The city and highway fuel economy ratings for the new Police Interceptors have increased by an impressive 25 percent over the retired Crown Victoria. But many law enforcement vehicles spend the majority of their lives idling, and that is where the new models can provide even more fuel savings.

"Our latest fuel-efficient V6 engines deliver on our promise for increased performance and improved economy, while providing government agencies with a money-saving solution," said Bill Gubing, chief engineer of the Ford Police Program.

Top fuel economy and performance
The Police Interceptor sedan and utility vehicle that are now being delivered to law enforcement agencies are available with efficient powertrain packages that provide more performance and better fuel economy, and are paired with standard and exclusive all-wheel drive for optimized traction and control.

The base 3.5-liter V6 in the Police Interceptor sedan delivers 288 horsepower and EPA-certified fuel economy of 18 mpg city, 26 mpg highway. Compared to the Crown Victoria – America's top-selling law enforcement vehicle for the past 15 years – the Police Interceptor sedan offers an improvement of 4 mpg city and 5 mpg highway, and 38 more horsepower

The optional EcoBoost® 3.5-liter V6 in the all-wheel-drive Police Interceptor sedan is rated at 365 horsepower and is EPA-certified at 16 mpg city, 23 mpg highway. In recent Los Angeles Sheriff's Department testing, the EcoBoost Police Interceptor beat all competitive police cars from General Motors and Chrysler in 0-60 mph acceleration tests

The Police Interceptor utility is built with a 3.7-liter V6 rated at 304 horsepower. The EPA rating of 16 mpg city, 22 mpg highway is best in class, topping the Chevrolet Tahoe PPV. The Police Interceptor utility easily out-accelerated the V8-powered Tahoe in the LASD tests, reaching 60 mph in 8.4 seconds compared with 9.5 seconds for the Tahoe

Fuel-sipping while idle
A recent study of police car use in Ottawa, Canada, showed the average police vehicle idles for up to 6.7 hours in every 10-hour shift. And, according to Police Fleet Magazine, the typical police vehicle wastes half a gallon of fuel for each hour it idles.

For example, a 35 percent fuel economy gain during idling for a government agency with 100 vehicles would save taxpayers $153,300 per year with gasoline prices at $4 per gallon, if the vehicle idled for a minimum of three hours per day for two shifts.

The 3.5-liter V6 engine in the Police Interceptor sedan uses 35 percent less fuel idling than did the 4.6-liter V8 engine in the Crown Victoria. The 3.7-liter V6 in the Police Interceptor utility uses 32 percent less fuel when idling than the Crown Victoria's engine.

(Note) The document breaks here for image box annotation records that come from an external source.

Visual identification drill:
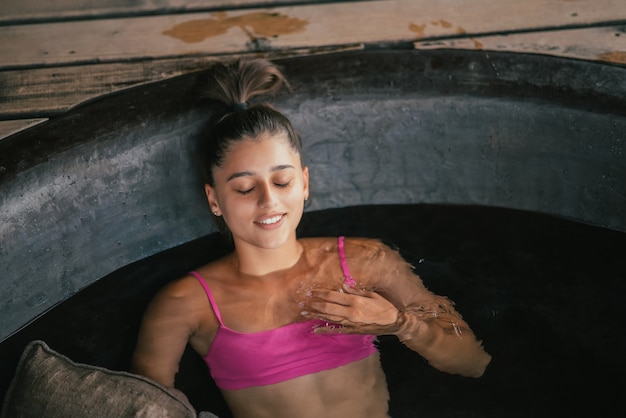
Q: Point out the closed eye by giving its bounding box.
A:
[237,187,254,195]
[274,180,291,188]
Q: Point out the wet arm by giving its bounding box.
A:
[368,244,491,377]
[131,282,196,387]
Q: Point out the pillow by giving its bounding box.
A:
[0,341,196,418]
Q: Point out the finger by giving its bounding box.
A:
[310,290,352,306]
[309,301,350,320]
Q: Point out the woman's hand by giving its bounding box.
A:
[301,285,403,335]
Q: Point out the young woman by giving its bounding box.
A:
[133,60,490,418]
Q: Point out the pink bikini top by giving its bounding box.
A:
[191,237,376,390]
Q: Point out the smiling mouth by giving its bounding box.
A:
[259,215,283,225]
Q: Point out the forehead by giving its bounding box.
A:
[221,133,300,171]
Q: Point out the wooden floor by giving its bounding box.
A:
[0,0,626,139]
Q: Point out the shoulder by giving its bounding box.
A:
[345,237,400,260]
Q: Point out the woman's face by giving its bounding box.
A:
[205,133,309,249]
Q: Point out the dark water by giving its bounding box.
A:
[0,205,626,418]
[294,206,626,418]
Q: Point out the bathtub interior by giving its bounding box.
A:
[1,204,626,418]
[0,50,626,417]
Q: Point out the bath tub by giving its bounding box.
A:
[0,50,626,416]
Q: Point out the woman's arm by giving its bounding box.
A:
[305,240,491,377]
[131,279,198,387]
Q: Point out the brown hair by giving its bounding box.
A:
[203,59,302,186]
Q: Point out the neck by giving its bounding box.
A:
[235,237,302,276]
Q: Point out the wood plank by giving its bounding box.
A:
[0,0,310,24]
[0,44,363,120]
[0,119,48,141]
[414,26,626,65]
[0,0,626,69]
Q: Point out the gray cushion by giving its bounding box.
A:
[0,341,196,418]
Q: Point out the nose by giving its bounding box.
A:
[259,183,278,209]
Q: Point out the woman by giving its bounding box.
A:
[133,60,490,418]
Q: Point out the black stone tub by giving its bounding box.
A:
[0,50,626,418]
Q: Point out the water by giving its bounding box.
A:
[0,205,626,418]
[294,205,626,418]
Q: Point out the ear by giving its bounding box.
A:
[302,166,309,200]
[204,184,222,216]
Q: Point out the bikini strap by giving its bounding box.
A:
[337,236,356,287]
[189,271,224,326]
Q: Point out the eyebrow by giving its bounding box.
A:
[226,164,295,182]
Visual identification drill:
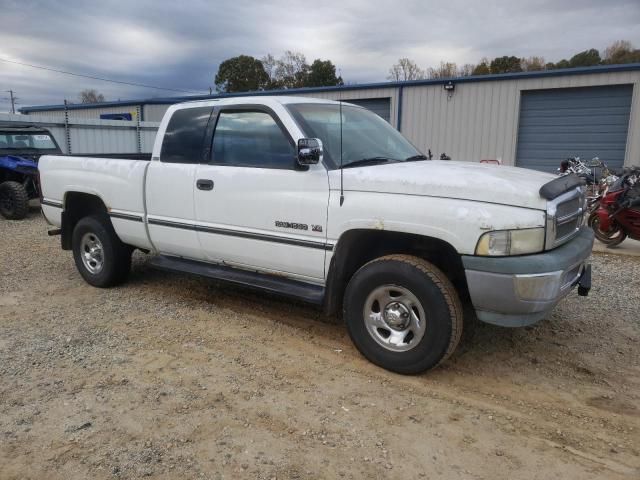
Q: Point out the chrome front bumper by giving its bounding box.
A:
[462,227,593,327]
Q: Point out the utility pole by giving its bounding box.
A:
[7,90,18,114]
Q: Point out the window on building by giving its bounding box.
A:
[211,111,295,169]
[160,107,213,163]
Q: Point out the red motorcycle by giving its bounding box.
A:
[589,169,640,247]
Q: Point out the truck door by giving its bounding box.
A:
[194,106,329,283]
[145,107,213,260]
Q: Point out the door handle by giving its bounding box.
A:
[196,178,213,190]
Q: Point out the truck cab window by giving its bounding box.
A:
[160,107,213,163]
[211,111,295,169]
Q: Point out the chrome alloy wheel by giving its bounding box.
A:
[363,285,427,352]
[80,232,104,275]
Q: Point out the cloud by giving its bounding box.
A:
[0,0,640,111]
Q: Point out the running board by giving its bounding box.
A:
[150,255,324,305]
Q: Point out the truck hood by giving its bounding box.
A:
[340,160,557,210]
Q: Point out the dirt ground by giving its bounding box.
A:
[0,211,640,480]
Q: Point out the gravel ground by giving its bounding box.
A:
[0,211,640,480]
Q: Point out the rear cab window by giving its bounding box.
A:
[160,107,213,163]
[209,109,296,169]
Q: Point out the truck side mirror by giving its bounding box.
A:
[297,138,322,167]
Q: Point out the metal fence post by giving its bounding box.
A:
[136,105,142,153]
[64,99,73,154]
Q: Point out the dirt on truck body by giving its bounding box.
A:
[0,215,640,480]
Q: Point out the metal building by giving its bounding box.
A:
[21,63,640,171]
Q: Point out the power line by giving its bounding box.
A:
[0,58,202,94]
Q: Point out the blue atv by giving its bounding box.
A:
[0,125,62,220]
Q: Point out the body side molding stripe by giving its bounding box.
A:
[149,218,333,250]
[40,199,62,208]
[109,212,142,222]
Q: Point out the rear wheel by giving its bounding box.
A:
[344,255,464,374]
[588,212,627,247]
[72,215,132,287]
[0,182,29,220]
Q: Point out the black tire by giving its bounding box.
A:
[344,255,464,374]
[0,182,29,220]
[587,212,627,247]
[71,215,132,288]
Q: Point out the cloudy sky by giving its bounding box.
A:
[0,0,640,111]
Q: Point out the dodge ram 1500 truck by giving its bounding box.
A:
[40,96,593,373]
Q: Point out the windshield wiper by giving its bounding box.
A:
[342,157,398,168]
[404,154,429,162]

"Our extensive experience with the Crown Victoria and feedback from our Police Advisory Board helped us develop the next-generation Police Interceptor to be a no-compromise vehicle that can easily be outfitted to meet the needs of individual agencies," said Lisa Teed, Ford marketing manager for Police Interceptor.

Under the hood
All three Police Interceptor engines feature double overhead cams, four valves per cylinder and Ti-VCT, or twin independent variable camshaft timing, plus several other high-tech features that improve fuel economy at idle and at speed without sacrificing the performance that is required by law enforcement.

An example of how Ford engineers improved the fuel economy of both Police Interceptor models, beyond the powertrain changes, is outfitting the vehicles with EPAS, or electric power-assisted steering. The old-style hydraulic power steering system found on competitive police vehicles, such as the Chevrolet Caprice PPV and Dodge Charger, forces the engine to work harder – and waste fuel – at idle because the pump runs whenever the engine does.

When a Ford Police Interceptor is idling, no energy is consumed by the steering system until an officer turns the steering wheel. Other fuel improvements come from optimizing the energy consumed by the air conditioning compressor and alternator.

Purpose-built
Working with Ford's Police Advisory Board, which consists of law enforcement professionals from the United States and Canada who contributed to the development of these vehicles on attributes such as safety, performance, durability, driver comfort and functionality, the new Police Interceptor vehicles are purpose-built to meet the requirements of this demanding industry.